Richard Layard, brytyjski profesor
ekonomii badał psychologię szczęśliwości. Layard zasiada w Londyńskiej Izbie
Lordów. ------------- << Poziom
zadowolenia z życia rośnie wraz z zarobkami, ale tylko do określonego poziomu. Po
jego przekroczeniu, żadne zastrzyki pieniędzy nie przynoszą już spodziewanego
wzrostu szczęścia. Następuje stan swoistego nasycenia szczęściem. Stan ten
wynosi dla Polski 8 tys.zł ( mówimy o
grupie zawodowej – pracownik-styczeń 2009). Ten poziom odrywa już przyjemnie od
dolegliwości dnia codziennego, pozwala na cieszenie się życiem.>>. ---------------
Czy to wielkie odkrycie dla grupy – pracownik
-? Bardzo przyzwoity pułap zarobków i tyle. Pytanie nasuwa się inne : - „Czy szczęście jest nam potrzebne bez przerwy
? Czy ma być ciągle cukierkowo i radośnie”? Ma być przeginanie – lewo,
prawo. Wtedy chwilami łapiemy równowagę i to jest właśnie życie! Nie przegapić
chwili. Nie przegapić Tu i Teraz. Jeśli coś robić, to robić to dobrze, albo
wcale. Poszukaj pasji – zatrać się w niej! Do oporu! Nie rozpamiętuj przeszłości – to
zamknięty rozdział. Wal do przodu! Nie czekaj także na taksówkę do nieba.
Przyszłość ciebie nie zbawi. Tylko pomyśl i odpuść. Tylko wyślij Intencję. I
zapomnij. Tak właśnie to działa! Bez wysiłku działa. Ciężka praca, to
najprostsza droga na cmentarz. I ten optymizm. Co widzi optymista na cmentarzu?

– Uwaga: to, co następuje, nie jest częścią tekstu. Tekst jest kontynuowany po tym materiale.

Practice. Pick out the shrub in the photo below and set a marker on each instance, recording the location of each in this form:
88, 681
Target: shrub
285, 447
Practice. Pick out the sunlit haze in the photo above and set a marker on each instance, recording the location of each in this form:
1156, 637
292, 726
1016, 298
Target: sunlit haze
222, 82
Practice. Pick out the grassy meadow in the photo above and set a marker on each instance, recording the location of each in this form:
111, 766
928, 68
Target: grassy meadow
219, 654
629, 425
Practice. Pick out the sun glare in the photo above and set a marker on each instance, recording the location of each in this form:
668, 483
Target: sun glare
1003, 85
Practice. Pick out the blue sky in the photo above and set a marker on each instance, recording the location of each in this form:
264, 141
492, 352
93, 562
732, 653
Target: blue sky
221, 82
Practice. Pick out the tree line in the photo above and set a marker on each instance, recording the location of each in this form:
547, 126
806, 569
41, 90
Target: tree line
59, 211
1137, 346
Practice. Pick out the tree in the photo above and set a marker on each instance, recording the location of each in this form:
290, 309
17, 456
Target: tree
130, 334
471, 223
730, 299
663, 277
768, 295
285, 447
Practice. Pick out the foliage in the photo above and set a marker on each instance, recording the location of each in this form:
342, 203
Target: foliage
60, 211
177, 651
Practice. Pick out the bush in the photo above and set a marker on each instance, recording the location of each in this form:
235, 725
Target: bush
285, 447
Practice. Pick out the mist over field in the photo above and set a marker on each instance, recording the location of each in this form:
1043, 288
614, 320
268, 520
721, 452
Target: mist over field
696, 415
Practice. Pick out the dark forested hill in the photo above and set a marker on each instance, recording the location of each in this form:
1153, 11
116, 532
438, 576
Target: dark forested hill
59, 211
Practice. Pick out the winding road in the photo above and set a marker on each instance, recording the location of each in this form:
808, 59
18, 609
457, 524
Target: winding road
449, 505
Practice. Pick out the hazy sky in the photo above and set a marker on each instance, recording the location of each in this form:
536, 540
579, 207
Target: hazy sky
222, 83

Krzyże, czy plusy? Wszystko bierze się z twojej myśli. Zbawienie jest tylko Tu
i Teraz. Ciesz się chwilą. Ta obecna chwila, to fundament przyszłej Radości. To
jest proste. A wszystko, co dobre jest proste. I opieraj się więcej na sercu,
niż na głowie. Zwracaj uwagę na uczucia, one mówią prawdę. Nie zamiataj uczuć
pod dywan....Nie jesteś niewolnikiem, nic nie musisz. A wszystko możesz. I
nie ma obok ciebie niewolników. Jeśli ktoś nie chce być z tobą – droga wolna. I
co z tego, że ktoś kiedyś mówił: -„Chcę
być twoją duszą i ciałem”. Tu można tylko zacytować Jana Sztaudyngera; -„Chciałaś być moją duszą i ciałem. Ciało wziąłem,
duszy nie chciałem”. Akceptuj siebie. Jeśli ktoś powie, że masz się
zmienić, uciekaj od niego, to twój wróg! -------------------------Potrzebujemy wzlotów i upadków, spontaniczności,
wiru zdarzeń, adrenaliny, przyjemności wchodzenia pod górę. ----------Po
wielkim zmęczeniu,wielogodzinnej wspinaczce, nawet zwykła herbata smakuje
wspaniale - mawiała polska himalaistka, Wanda
Rutkiewicz. -----------Zginęła, ktoś powie, bo szukała guza. A ty, tak
myślący czytelniku, czego szukasz? Chcesz umrzeć jako emeryt w kapciach,
słuchający Radia Maryja? Jeśli takiego życia pragniesz, to już jesteś
martwy............I nie bój się wypadku, jeśli coś ciebie nie zabije, to ciebie wzmocni.